Of course groups structured like this are already known about. The modern word for them is “cult”. In this case specifically a doomsday/messianic cult. While Christianity today no longer includes many of those practices (like requiring new converts to sell their stuff, rendering them materially dependent on the group and less likely to leave if they experience doubts) that’s because once a cult grows to the point where membership numbers are sufficient to guarantee longterm survival, policies that were necessary to retain converts early on can be jettisoned (as they make tempting ammo for critics anyways)
Mormonism is much younger than Christianity, and so has not yet jettisoned many of the cult-like practices, which is why the general Christian public often identifies it as a cult. Scientology is younger than Mormonism and accordingly is still an obvious, full blown cult.
Despite their doctrinal differences, religions of this type can always be identified by the formula they share. In the same way that, even if nobody receives the Nigerian prince 419 email anymore, they can still tell that when a Dutch dignitary being exiled “needs help moving his fortune out of the country” and “some of it can be yours for a relatively slight transfer fee”, it’s still the same type of scam but with changed details.
Likewise, for every religion which uses this formula there is an unverifiable future reward if you join and don’t leave (Heaven, being carried away by UFOs, whatever) an unverifiable punishment if you don’t join or ever leave (left behind by UFOs as the Earth is destroyed, sent to Hell, etc.) a short term time limit to add urgency, both to convert yourself and to go evangelize so you can save as many other people as possible before “the end”, testimonials from people who supposedly prayed and were healed, received a financial windfall or whatever else, etc. etc. etc.

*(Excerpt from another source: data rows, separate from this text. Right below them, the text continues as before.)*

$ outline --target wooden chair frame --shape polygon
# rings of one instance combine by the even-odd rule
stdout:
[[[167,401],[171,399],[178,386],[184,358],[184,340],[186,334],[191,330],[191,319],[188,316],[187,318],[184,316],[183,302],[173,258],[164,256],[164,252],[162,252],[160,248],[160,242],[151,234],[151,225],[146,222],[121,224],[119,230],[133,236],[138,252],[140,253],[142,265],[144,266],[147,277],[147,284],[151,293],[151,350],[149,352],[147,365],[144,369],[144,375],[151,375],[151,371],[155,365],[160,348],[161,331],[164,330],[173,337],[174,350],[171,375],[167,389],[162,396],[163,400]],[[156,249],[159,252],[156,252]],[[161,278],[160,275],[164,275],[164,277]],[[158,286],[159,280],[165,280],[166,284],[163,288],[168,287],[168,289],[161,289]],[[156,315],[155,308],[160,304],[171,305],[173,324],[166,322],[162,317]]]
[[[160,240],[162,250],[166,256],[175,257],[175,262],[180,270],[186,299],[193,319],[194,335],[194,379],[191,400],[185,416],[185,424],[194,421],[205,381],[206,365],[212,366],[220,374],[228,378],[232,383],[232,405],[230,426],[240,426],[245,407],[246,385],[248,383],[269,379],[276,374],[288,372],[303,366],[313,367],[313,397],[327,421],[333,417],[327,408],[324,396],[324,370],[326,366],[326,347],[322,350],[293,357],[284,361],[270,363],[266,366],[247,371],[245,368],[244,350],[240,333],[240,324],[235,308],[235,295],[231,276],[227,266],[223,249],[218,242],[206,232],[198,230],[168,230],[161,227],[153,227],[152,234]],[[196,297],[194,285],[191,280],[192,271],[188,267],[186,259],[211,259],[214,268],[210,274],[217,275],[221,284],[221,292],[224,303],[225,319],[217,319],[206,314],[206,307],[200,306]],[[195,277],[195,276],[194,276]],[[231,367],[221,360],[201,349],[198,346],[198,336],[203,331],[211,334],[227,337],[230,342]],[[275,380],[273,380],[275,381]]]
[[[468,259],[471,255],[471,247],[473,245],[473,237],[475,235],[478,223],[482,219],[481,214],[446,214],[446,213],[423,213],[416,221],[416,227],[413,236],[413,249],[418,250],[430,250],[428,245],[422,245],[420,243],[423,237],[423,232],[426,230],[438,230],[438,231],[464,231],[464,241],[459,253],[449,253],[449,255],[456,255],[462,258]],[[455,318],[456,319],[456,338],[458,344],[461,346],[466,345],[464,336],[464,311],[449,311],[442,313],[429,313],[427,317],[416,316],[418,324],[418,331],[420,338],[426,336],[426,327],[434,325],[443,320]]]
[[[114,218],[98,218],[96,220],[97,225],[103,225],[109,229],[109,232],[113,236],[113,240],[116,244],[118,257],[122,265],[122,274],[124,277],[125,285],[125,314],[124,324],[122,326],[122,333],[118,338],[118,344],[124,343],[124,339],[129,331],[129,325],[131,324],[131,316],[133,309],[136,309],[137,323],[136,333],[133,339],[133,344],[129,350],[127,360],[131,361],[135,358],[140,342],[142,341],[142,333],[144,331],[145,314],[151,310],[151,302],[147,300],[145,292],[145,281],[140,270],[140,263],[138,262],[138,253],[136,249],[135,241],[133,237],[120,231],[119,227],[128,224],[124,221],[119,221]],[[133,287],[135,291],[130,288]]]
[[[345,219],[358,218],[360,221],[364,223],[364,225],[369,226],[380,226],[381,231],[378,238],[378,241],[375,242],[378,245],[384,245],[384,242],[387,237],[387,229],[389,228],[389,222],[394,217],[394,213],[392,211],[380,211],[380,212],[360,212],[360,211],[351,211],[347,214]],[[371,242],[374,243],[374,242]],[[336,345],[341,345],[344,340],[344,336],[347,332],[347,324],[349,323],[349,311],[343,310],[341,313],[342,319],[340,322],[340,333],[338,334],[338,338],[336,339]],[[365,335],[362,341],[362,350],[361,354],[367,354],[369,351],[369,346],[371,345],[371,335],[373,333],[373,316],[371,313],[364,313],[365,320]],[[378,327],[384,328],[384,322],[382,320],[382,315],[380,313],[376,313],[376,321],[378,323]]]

It can be difficult or impossible for people in the religion to see it in this way. Aspects of how it’s designed help put it as far beyond doubt as possible such that it’s the absolute last institution that a believer would ever suspect as fraudulent.
As a result, describing it as an unusually successful end of the world cult will sound to them either like crazy talk or a deliberate attempt to be hurtful. They will see the verses supplied above as being misconstrued, because there is an “in-religion” rationale for each of them which the true believer feels is the actual meaning.

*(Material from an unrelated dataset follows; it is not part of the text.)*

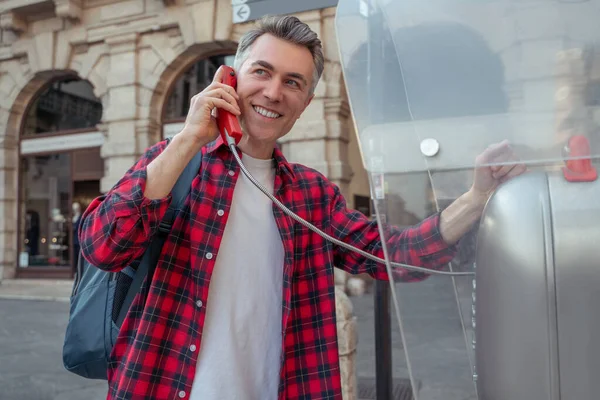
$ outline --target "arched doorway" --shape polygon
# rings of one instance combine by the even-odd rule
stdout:
[[[162,111],[163,138],[172,137],[183,128],[190,99],[211,84],[221,65],[233,66],[235,55],[223,54],[201,58],[175,80]]]
[[[17,275],[72,277],[81,212],[100,194],[102,103],[92,85],[62,77],[27,106],[19,137]]]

For instance, in Scientology there is a disconnection policy which urges members to cut off family members who are trying to extricate them from the church. We all know why. But the reason they give, which members take at face value, is that being around people low on the tone scale will inhibit their movement up the bridge, the Scientologist equivalent of spiritual growth.
So it goes for the Biblical verses I supplied. Someone still on the inside will perceive, interpret, and feel completely differently about them than a skeptic, even while being able to identify the true purpose of the exact same practices in religions they are not a part of. You can only see what stuff like that’s really intended for from the outside.